Lüzinyan Kralı Henry II döneminde (M.S 1285-1324) şimdiki Çağlayan mahallesinin bulunduğu boş alan Lefkoşa’nın çevresine inşa edilmeye başlanan 9 mil (yaklaşık 13 km) uzunluğundaki sur duvarlarının içinde yer almaktaydı.  Venedikli tarihçi Amadi’nin 1190 - 1438 yılları arasındaki tarihi olaylardan söz eden ‘Chronicle’ adlı kitabında, kentin kuzey surlarının 1360 yılına doğru kral Peter I döneminde yapıldığını yazmıştır. Ancak bu surlar Ceneviz İdaresi döneminde (1373) saldırılara karşı direnemeyecek durumdaydı. Bu nedenle 1382 yılı itibarıyla taş yapılı olan sur duvarları yükseltilir, bazı yerlerine yuvarlak kuleler yapılır ve surların önüne içinde su olmayan geniş bir hendek kazılır. O sırada şimdiki Handagalar’ın bulunduğu yere kente giriş-çıkışı sağlayan dikdörtgen planlı St. Andrew köşe kulesi ile Büyükkaymaklı’ya doğru uzanan hendek şeklinde bir geçit açılır. St. Andrew köşe kulesinin hemen güney yanına ise, Değirmenlik, Trikomo ve Karpaz bölgelerine ulaşımı sağlayan kule şeklinde dikdörtgen planlı St. Andrew kapısı yapılır.

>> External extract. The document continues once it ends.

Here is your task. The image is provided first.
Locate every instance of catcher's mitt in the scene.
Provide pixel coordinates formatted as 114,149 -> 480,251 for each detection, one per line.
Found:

Venedik dönemine (M.S 1489 – 1571) rastlayan 1567 yılında Lefkoşa savunmasının güçlendirilmesi amacıyla 9 mil uzunluğundaki Lüzinyan surları tamamen yıkılmış ve bu surlar ile diğer yıkılan yapılardan sağlanan taşlarla, Venedikli baş mühendis Giulio Savargnano’nun planları doğrultusunda Porta Giuliano (Mağusa Kapısı), Porta Del Proveditore (Vali kapısı - Girne Kapısı) ve Porta di San Domenico (Baf Kapısı) adlarında üç giriş kapısı ve 11 burcu olan 3 mil uzunluğunda Lefkoşa surları inşa edilir. Lüzinyan tahkimatına oranla daha küçük olan Venedik surlarının yapılmasıyla birlikte, eskiden surlar içinde olan şimdiki Çağlayan arazisi ile surların önündeki Lüzinyan hendekleri, Venedik surlarının dışında kalmış olur. İngiliz Sömürge Döneminde ise bu ‘hendekler’ ayni anlama gelen ‘Handaga’ adıyla anılmaya başlanır.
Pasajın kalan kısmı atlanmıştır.